A 12 de maio, no percurso entre o estádio e o Santuário de Fátima, o papa Francisco vai ser transportado no papamóvel habitualmente utilizado pelo bispo de Roma nas audiências gerais de quarta-feira, no Vaticano, e que chegou hoje à base de Monte Real.

No dia seguinte, o início da viagem de regresso à Base Aérea de Monte Real também será feito no papamóvel, que foi transportado de Roma para Portugal por um avião da Força Aérea Portuguesa, e que também foi oferecido ao Vaticano pelo construtor alemão.

O nome papamóvel foi usado pela primeira vez na década de 80, em referência à Mercedes-Benz Classe G que o Papa João Paulo II utilizava regularmente nas celebrações na Praça de São Pedro.

Até 1980, as viaturas utilizadas pelo bispo de Roma não se distinguiam exteriormente dos modelos de série, mas incluíam equipamentos habituais dos automóveis de Estado, como bancos em pele, comandos elétricos e climatização especial, a que foram sendo acrescentados elementos distintivos do Vaticano.

Durante cinquenta anos, os papamóveis foram limusinas de cor preta, que apesar de serem adaptadas de modelos de série, incorporavam tecnologia de ponta.
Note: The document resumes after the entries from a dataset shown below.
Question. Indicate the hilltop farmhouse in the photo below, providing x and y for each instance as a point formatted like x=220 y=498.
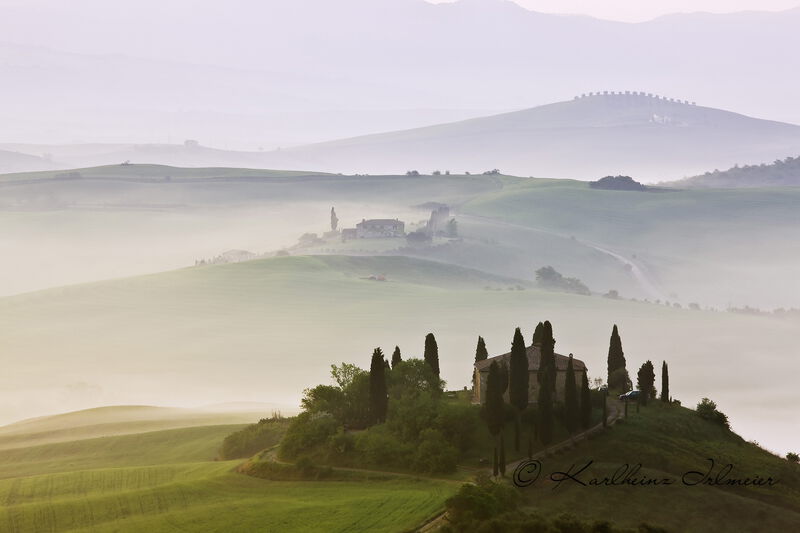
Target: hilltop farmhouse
x=378 y=228
x=534 y=358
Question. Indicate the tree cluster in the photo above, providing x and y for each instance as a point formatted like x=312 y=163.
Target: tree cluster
x=549 y=278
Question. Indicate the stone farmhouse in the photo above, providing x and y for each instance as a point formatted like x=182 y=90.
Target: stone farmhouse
x=378 y=228
x=534 y=358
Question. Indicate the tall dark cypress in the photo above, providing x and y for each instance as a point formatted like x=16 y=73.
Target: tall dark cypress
x=431 y=354
x=538 y=334
x=494 y=408
x=545 y=410
x=503 y=378
x=378 y=398
x=519 y=381
x=586 y=402
x=617 y=379
x=480 y=351
x=396 y=357
x=547 y=361
x=571 y=414
x=646 y=378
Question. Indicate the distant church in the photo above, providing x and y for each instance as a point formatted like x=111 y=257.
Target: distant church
x=534 y=359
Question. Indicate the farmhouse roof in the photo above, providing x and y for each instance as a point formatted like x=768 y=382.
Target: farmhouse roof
x=381 y=221
x=534 y=359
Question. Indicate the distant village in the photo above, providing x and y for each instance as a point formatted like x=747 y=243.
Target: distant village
x=439 y=224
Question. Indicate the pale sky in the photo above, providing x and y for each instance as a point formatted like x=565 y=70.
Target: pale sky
x=640 y=10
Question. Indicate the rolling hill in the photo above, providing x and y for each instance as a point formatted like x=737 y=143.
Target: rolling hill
x=19 y=162
x=780 y=173
x=640 y=135
x=266 y=329
x=165 y=480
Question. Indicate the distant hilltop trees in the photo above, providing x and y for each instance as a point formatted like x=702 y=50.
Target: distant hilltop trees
x=617 y=183
x=639 y=94
x=781 y=173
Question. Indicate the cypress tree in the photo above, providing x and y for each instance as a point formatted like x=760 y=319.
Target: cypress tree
x=494 y=408
x=334 y=220
x=503 y=378
x=519 y=381
x=396 y=357
x=378 y=398
x=538 y=334
x=431 y=355
x=616 y=360
x=586 y=402
x=545 y=410
x=646 y=377
x=502 y=460
x=547 y=361
x=571 y=415
x=480 y=351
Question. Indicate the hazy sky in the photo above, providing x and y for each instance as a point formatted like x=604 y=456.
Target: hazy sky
x=638 y=10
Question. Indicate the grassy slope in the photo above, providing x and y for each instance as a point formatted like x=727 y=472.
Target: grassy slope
x=155 y=172
x=111 y=421
x=704 y=245
x=669 y=442
x=165 y=481
x=245 y=331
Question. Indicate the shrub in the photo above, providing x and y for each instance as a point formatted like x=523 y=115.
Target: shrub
x=434 y=454
x=458 y=424
x=708 y=409
x=379 y=447
x=306 y=432
x=253 y=438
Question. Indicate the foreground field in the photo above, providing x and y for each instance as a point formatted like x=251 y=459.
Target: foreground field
x=265 y=330
x=93 y=485
x=668 y=442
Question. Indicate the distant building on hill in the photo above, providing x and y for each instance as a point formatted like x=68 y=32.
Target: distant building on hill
x=534 y=352
x=377 y=228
Depois do atentado a João Paulo II, ocorrido em Roma a 13 de maio de 1981, as viaturas passaram a ser blindadas, e é a partir deste ano que os papamóveis começam a ser pintados de branco.

A matrícula das viaturas usadas pelos papas é habitualmente "SCV 1", significando "Stato della Città del Vaticano" (designação, em italiano, de "Estado da Cidade do Vaticano"), com o algarismo a representar a posição do papa na hierarquia da Igreja Católica.

A partir de 1980, o papamóvel passa a ser pintado de branco, com as armas do Vaticano, e inclui uma cúpula de plástico transparente, removível, com sistema de climatização e de iluminação, de modo a permitir que o papa possa viajar sentado ou em pé, podendo ver e ser visto por todos.

Nas viagens do Papa, a regra geral é que o papamóvel seja enviado do Vaticano para os locais a visitar, mas essa norma nem sempre tem sido aplicada, refere a página oficial da visita de Bento XVI a Portugal.

Em Portugal, o papa João Paulo II utilizou um papamóvel de fabrico português: um veículo todo-o-terreno da extinta marca UMM, de cor branca, usado em 1991 na deslocação à Madeira.

O veículo, que se encontra no Funchal, foi também utilizado para transportar, em 2009, a imagem da Virgem Peregrina de Fátima na visita à diocese.

O mais inesperado veículo utilizado por um papa é um velho Renault 4L, com mais de 300 mil quilómetros, que o papa Francisco usa para se deslocar em Roma.